Here is Jim Manly, principal of New York City’s Harlem Success Academy 2, part of Eva Moskowitz’s network of 40 charter schools that are public but not required to employ unionized teachers.
Jim Manly so believes in personalized education that at the beginning of each year, he works on getting to know the names of each of the school’s students, kindergarten through fourth grade.
He tells Maria Newman: “I go down first thing every morning and I shake every scholar’s hand and I say good morning by their name.”
This reminded me of a fourth‐grader in another New York public school who was explaining why he so liked being there. He was still surprised, he said, that his teachers “know my name,” unlike in his previous school.
Principal Manly doesn’t just know the students’ names. He also keeps up on how each is doing. When he finds some of them faltering, he’ll then tell the parents:
“Your kid is coming to school at 12:30 in the afternoon, or they’re missing three days in a row for no other reason than (they) felt tired or (they) didn’t feel like coming to school.”

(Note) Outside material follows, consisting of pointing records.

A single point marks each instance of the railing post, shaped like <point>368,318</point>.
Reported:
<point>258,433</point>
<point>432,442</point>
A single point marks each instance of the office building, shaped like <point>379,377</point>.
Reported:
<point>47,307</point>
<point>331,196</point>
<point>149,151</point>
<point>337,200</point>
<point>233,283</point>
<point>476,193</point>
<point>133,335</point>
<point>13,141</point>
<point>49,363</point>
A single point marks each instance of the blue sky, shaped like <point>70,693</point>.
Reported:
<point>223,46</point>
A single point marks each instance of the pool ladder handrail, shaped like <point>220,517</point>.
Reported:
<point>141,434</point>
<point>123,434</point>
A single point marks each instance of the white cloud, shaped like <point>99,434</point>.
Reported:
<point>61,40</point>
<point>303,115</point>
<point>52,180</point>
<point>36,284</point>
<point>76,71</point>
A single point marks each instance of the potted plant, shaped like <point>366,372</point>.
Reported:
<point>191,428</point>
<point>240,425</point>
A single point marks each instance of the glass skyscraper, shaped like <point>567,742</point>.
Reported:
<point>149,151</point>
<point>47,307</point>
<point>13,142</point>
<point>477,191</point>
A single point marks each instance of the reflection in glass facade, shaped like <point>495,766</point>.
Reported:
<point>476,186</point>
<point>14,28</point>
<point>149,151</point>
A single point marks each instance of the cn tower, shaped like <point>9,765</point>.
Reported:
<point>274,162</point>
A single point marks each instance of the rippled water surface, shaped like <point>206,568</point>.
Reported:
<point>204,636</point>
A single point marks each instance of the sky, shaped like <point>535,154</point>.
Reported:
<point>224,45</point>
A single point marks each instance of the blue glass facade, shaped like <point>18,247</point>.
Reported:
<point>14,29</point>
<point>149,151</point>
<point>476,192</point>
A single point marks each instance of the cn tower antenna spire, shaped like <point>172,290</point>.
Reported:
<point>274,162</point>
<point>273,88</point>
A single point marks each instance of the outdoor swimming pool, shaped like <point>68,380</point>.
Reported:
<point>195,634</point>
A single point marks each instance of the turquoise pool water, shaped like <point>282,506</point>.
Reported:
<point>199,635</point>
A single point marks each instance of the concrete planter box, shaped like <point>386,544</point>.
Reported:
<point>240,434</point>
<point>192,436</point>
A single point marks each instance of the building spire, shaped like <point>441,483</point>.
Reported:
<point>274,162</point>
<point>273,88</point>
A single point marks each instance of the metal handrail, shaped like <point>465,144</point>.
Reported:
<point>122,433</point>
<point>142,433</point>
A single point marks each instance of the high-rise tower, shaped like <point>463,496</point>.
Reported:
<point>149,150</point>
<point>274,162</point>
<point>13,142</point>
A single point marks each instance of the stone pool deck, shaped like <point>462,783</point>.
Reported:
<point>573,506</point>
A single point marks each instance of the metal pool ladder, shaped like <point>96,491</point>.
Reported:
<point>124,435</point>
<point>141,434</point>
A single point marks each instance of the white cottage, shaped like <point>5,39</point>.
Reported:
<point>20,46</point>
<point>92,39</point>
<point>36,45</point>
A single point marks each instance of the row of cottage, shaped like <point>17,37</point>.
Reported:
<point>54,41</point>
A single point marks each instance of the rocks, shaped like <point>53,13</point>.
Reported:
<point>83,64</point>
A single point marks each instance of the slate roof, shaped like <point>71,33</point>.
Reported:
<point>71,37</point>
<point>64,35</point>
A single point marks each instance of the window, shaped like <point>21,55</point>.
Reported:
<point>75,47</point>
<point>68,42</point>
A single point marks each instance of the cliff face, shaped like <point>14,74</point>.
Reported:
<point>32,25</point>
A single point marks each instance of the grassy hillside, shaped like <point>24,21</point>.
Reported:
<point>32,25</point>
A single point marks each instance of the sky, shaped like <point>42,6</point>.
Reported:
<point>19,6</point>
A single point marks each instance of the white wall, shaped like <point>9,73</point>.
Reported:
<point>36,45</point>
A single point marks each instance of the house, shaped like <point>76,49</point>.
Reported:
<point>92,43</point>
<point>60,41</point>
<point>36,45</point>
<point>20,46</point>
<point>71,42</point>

He then brings those parents right into their children’s education. “We can’t throw anybody out, but we sit the parents down and say there is a waiting list a mile long of people who want in to this school and you have this spot and you’re throwing it away. We need your help.”

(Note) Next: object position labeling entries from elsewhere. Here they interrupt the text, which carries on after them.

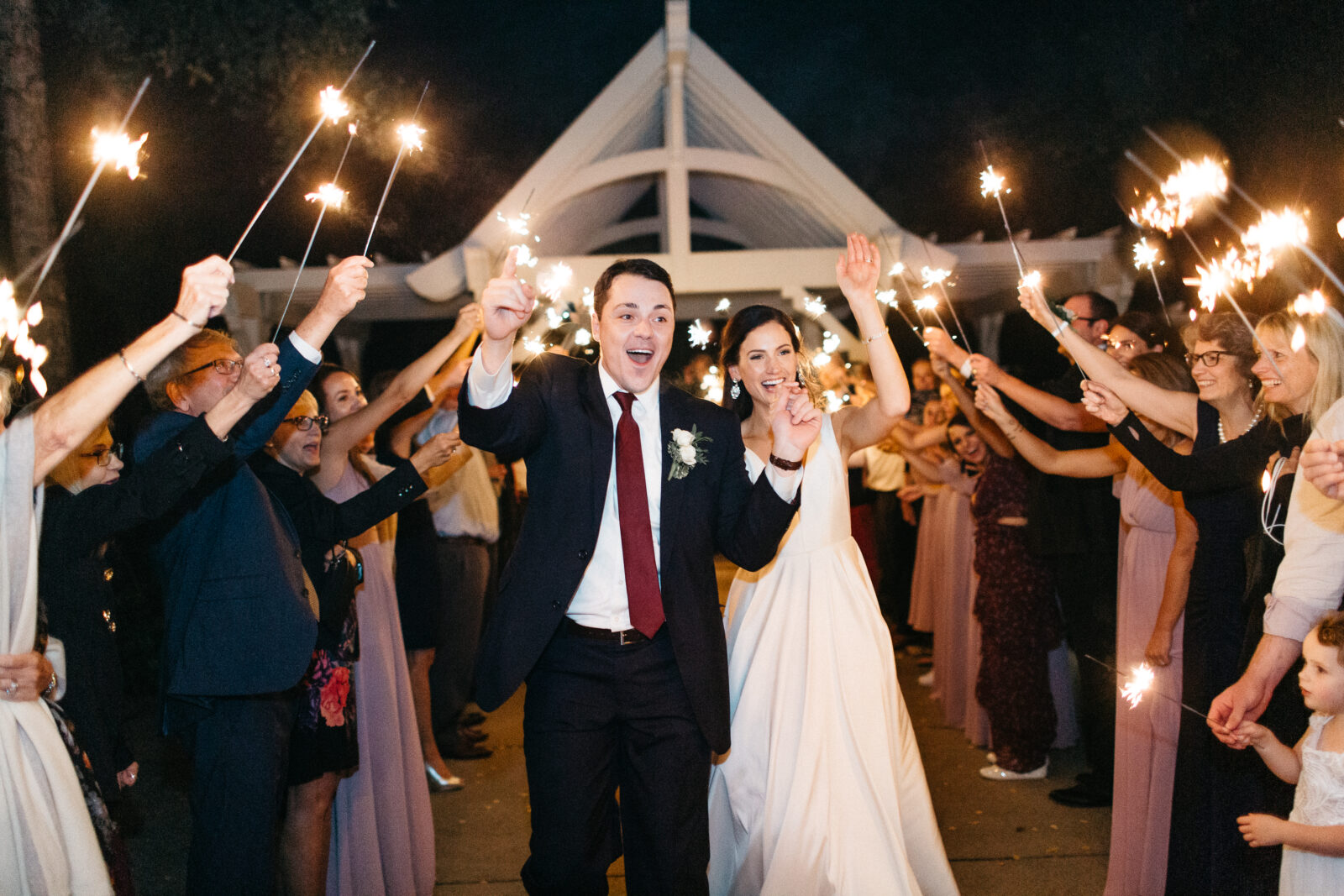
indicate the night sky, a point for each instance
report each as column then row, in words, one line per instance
column 895, row 94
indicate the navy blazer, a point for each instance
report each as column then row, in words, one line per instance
column 237, row 618
column 559, row 421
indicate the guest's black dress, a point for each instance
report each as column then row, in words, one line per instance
column 324, row 738
column 1233, row 570
column 74, row 580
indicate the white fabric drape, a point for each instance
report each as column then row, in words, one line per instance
column 47, row 844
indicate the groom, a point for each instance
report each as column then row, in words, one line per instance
column 609, row 605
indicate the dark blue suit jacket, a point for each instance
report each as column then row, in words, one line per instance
column 558, row 419
column 237, row 617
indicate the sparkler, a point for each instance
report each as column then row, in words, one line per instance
column 1142, row 683
column 1146, row 255
column 699, row 335
column 992, row 184
column 410, row 137
column 333, row 109
column 331, row 196
column 93, row 179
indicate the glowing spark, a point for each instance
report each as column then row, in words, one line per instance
column 1310, row 302
column 515, row 224
column 555, row 281
column 991, row 184
column 699, row 333
column 410, row 136
column 1146, row 255
column 333, row 107
column 329, row 195
column 118, row 150
column 1142, row 679
column 933, row 275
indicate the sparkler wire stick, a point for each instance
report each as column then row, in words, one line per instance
column 354, row 129
column 1183, row 705
column 396, row 164
column 297, row 156
column 1016, row 255
column 74, row 212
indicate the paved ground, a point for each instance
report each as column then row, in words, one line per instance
column 1003, row 839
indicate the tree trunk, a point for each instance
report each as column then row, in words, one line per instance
column 29, row 177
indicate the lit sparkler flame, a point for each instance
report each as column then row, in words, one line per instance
column 1146, row 255
column 333, row 107
column 699, row 333
column 555, row 281
column 991, row 184
column 328, row 195
column 118, row 150
column 1142, row 679
column 410, row 136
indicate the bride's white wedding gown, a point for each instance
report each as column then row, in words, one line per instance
column 823, row 790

Just about every one of Eva Moskowitz’s Success charter schools does have long lines of parents intently striving to get their kids into those schools because academically, they genuinely outperform neighboring regular schools.
That’s why I have urged, in New York City’s Village Voice newspaper, Eva Moskowitz to run for mayor when the present incumbent, Michael Bloomberg’s extended term expires. Bloomberg proudly calls himself “The Education Mayor” and has repeatedly urged New Yorkers to judge his reign by what he has achieved for the students.
The degree of his failing grades is revealed by the long reliable Quinnipiac University poll, reported on Feb. 12 by Michael Goodwin in the New York Post:
“The numbers jump off the page. Only 26 percent of New Yorkers approve of Mayor Bloomberg’s handling of the public schools, while 61 percent disapprove.”
One of Bloomberg’s main pledges while running for office and since was that he would prove the lasting value for students of mayoral control of the schools. Here is the current report card on how well he is doing in that regard: “Just 24 percent say mayoral control has been a success, with 57 percent calling it a failure.”
And The Education Mayor’s response, reported by Michael Goodwin: “The mayor says he kept that promise, recently declaring that ‘schools are better than they have ever been.’ ”
Sadly, many years ago, the teachers of young Bloomberg in Massachusetts were not able to get him to learn critical thinking with regard to assessing the actual results of education.
If Eva Moskowitz does not run to succeed Michael Bloomberg, I would gladly vote for principal Jim Manly, because he sees — and continually acts on — what he calls the real urgency to this work, telling the New York Times this about the kindergarten to fourth‐graders in his Harlem Success Academy 2:
“These kids don’t have more time. They don’t get to say ‘I’ll wait five or six more years for this school to get fixed.’ By then they’ll be in eighth grade, reading at a third‐grade level.”
As a reporter and then a friend, I came to know Dr. Kenneth Clark, whose research on many black children being deprived of learning to be lifelong learners contributed significantly to the Supreme Court’s unanimous 1954 Brown vs. Board of Education ruling that racially segregated public schools are unconstitutional.
When that decision failed to racially integrate many schools because of legal residential segregation, Kenneth told me: “So, by the end of the second grade, some black kids still learn to believe that they’re dumb, and they are not.”
In such Success Academy Schools as the one where Jim Manly is principal, what the students are learning is the joy of learning.
Perpetuating the other kinds of schools are principals judging students not through personalized learning, but how they do on collective standardized tests.